According to Gcore, in 2022, the number and volume of DDoS attacks will roughly double compared to 2021. The average attack power will grow from 150–300 Gbps to 500–700 Gbps.
Both ordinary users and businesses in any industry—fintech, gaming, e-commerce, and others—are being targeted.
Andrew Slastenov, Head of Web Security at Gcore, talks to his colleagues about trends in the cybersecurity market:
— Andrew, which business sectors are being attacked more often than others in 2022?
— Fintech, gaming, and e-commerce are suffering the most. We recently covered this in our study DDoS attack trends in Q1-Q2 2022. For example, in March of this year, we resisted a powerful UDP flood attack on a gaming company, and in April, we countered an over 24-hour TCP flood attack on a fintech service. New cases are emerging every month, and the volume and number of attacks have more than doubled over the past year.
— Are competitors to blame for attacks on businesses, or are there other reasons?
— There are millions of reasons. Everything depends on the industry.
Let’s take a gaming company, for example. An ordinary player not happy about something could be behind a DDoS attack, and such cases are well-known. Sometimes, players—this is more relevant to e-sports—try to influence the result of matches to get the prize money. Competitors can also be involved. For example, in games with short rounds, DDoS attacks help destroy the community and draw users to another project. There are different reasons for this, and the number of attacks is only growing. In December 2021, we protected our game dev client from over 200 attacks.
Competitors are usually the ones behind the attacks on streaming services. Imagine that the service goes down during a UEFA broadcast when the ball is already in the goal. Viewers would definitely not like that, and some would opt for competitors. The same goes for advertisers. No one would want to spend their ad budgets on an unstable platform.
In fintech, frauds are trying to hack and destabilize banks and financial services with targeted attacks. When everyone went online during the pandemic, the number of users of financial services increased significantly, and so did the number of attacks. Since then, we have constantly been receiving requests from fintech companies, which are being actively attacked and hacked.
Competitors are also attacking e-commerce, coming up with new types of actions, and it’s not limited to trivial DDoS attacks. For example, there’s bot scalping. Imagine on Black Friday, a crowd of bots buys up the store’s entire stock in a flash. Or bots in online stores create fake accounts and make many purchases, so the seller then loses money on processing those orders, which often leads to the disruption of marketing campaigns.

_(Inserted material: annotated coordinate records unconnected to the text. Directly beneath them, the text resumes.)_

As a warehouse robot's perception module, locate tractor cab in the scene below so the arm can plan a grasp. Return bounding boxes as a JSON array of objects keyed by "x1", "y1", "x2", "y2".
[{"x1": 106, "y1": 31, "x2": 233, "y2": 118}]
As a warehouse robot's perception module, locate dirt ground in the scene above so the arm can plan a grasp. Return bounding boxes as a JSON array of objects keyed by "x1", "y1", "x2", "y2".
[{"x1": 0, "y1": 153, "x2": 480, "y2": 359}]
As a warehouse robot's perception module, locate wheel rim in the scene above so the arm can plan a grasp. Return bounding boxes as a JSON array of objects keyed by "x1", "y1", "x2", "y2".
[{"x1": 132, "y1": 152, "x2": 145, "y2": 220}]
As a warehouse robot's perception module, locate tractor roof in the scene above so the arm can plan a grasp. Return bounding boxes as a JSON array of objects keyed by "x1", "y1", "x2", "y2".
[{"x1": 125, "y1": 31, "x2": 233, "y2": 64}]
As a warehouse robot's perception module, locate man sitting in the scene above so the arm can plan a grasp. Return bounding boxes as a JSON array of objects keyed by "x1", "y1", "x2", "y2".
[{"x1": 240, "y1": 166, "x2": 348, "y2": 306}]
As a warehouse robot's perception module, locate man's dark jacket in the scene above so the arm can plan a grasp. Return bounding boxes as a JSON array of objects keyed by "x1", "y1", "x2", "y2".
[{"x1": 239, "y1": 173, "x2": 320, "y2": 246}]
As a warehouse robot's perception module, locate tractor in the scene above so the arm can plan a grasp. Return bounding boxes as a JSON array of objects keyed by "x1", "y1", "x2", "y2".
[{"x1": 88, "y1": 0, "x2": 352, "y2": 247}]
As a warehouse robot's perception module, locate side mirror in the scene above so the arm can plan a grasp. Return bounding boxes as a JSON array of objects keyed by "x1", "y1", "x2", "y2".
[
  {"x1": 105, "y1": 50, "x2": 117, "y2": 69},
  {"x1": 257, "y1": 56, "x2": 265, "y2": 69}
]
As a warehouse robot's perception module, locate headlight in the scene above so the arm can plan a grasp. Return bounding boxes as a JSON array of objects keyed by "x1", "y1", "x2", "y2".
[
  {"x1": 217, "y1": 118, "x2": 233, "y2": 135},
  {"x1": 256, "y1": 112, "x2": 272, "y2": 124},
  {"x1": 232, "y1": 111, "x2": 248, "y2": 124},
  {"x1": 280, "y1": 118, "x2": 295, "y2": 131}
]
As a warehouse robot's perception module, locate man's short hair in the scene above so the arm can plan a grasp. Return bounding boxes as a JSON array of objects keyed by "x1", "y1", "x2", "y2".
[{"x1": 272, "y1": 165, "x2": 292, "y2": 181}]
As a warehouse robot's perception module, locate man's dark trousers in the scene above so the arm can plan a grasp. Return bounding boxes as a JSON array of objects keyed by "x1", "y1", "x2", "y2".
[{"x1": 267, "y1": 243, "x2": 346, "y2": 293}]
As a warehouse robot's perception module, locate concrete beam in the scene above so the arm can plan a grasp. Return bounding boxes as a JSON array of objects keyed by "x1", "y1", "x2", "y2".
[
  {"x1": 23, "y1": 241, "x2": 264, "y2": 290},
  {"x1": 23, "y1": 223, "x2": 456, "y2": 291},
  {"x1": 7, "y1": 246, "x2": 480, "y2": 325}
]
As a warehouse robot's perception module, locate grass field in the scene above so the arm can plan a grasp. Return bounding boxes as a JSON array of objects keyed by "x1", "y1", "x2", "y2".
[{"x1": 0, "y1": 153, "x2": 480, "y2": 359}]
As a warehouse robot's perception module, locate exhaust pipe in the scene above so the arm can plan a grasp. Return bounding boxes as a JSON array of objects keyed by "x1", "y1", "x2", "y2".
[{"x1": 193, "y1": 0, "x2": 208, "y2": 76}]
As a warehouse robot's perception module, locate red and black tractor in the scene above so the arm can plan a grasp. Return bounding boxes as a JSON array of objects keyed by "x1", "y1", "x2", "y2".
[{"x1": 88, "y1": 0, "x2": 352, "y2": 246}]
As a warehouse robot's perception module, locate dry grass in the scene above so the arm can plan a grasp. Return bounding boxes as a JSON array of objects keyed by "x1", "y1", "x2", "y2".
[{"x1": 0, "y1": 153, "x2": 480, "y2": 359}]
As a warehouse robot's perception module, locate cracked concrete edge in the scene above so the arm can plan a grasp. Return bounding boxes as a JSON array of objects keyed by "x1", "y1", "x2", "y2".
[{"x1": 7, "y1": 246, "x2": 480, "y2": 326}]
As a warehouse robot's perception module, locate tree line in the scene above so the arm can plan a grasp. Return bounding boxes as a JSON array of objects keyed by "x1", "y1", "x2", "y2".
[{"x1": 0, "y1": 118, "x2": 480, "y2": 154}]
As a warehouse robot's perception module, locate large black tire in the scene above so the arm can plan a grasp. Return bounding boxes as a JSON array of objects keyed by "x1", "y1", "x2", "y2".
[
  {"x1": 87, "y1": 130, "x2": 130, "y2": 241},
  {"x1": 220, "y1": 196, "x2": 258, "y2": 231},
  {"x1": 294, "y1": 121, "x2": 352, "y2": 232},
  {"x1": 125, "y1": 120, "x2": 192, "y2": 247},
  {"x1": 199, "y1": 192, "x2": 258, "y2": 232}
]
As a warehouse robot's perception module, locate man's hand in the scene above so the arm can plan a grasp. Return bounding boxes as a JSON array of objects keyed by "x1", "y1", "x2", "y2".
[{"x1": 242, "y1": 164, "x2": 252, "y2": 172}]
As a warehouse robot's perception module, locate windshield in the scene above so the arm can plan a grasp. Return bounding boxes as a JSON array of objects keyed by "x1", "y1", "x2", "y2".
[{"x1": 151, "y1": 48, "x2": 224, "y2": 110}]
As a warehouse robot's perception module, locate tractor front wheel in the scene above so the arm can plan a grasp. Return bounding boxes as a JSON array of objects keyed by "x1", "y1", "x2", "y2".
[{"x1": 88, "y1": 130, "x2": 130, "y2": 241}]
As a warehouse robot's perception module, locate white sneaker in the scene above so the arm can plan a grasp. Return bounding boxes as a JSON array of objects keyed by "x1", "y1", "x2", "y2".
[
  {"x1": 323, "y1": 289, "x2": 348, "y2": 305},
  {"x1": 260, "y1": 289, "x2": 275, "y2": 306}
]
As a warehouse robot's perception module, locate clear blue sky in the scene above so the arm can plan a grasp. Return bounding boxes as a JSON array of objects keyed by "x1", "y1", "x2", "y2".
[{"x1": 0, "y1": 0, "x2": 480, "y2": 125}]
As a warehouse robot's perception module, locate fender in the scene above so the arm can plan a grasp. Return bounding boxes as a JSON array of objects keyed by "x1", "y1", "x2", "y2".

— It turns out that DDoS attacks are only the tip of the iceberg. How do users protect themselves from all types of real attacks?
— One needs to add protection, a technology that will analyze all incoming traffic and not allow attack requests to pass. Choosing the right solution is important: It must protect against things that threaten you. If you protect the transportation layer, but attacks are happening at the application level, it won’t help.
For example, our protection is divided into two products: Server Protection and Web Protection. Server Protection guards servers from all types of DDoS attacks: channel overflow, amplification attacks, UDP, ICMP, SYN Flood, and others. Web Protection defends websites, apps, and APIs from all types of L3–L7 attacks.
Server Protection is chosen by the game dev and fintech industries and hosting providers to protect game servers, trading platforms, and data centers. All you need to do is to order a secure server at our data center or submit a request to add protection to your existing infrastructure, and we’ll install the necessary hardware and software. We help block suspicious requests and keep services stable, which saves companies money. An hour of downtime due to DDoS attacks in the gaming industry costs an average of $25,000.
Web Protection is the preferred choice of e-commerce and banking companies, which are increasingly facing application-level attacks. Web Protection blocks the fraudsters’ actions by analyzing and filtering out different types of non-standard traffic in real time. You don’t need to stop your business processes to activate it. Just submit a request, and we’ll integrate the filtering platform into your application. It runs on powerful 3rd Generation Intel® Xeon® Scalable processors and protects applications from L3, L4, and L7 attacks.
— Can you get into details on how bot attacks work and how to defend against them?
— Let’s approach it from the opposite side. How does an ordinary user behave, for example, in an online store? They go to the home page, spend 5 seconds there, then go to the catalog and stay there for another 10 seconds. We consider it in behavioral analysis. If a user’s behavior differs from this scenario, they open the home page for a second and then go straight to the next page, we know it’s a bot, and we block it.
— Is it challenging to differentiate bots from real users?
— Yes, attackers are constantly evolving, and bot activity is growing. Here’s a simple example. A cybercriminal needs to steal information. They record normal user activity, then digitize that sequence of actions and build a bot-attack algorithm based on it. It doesn’t look that suspicious, but we catch it. If too many users go to a particular resource and perform the same type of actions at similar intervals, we spot it and stop it.
It’s a never-ending story. Fraudsters are constantly creating new types of attacks, and we look for effective ways to defend against them. The challenge for businesses is to promptly connect such protection against actual threats. If you underestimate the danger just a bit, it may be too late.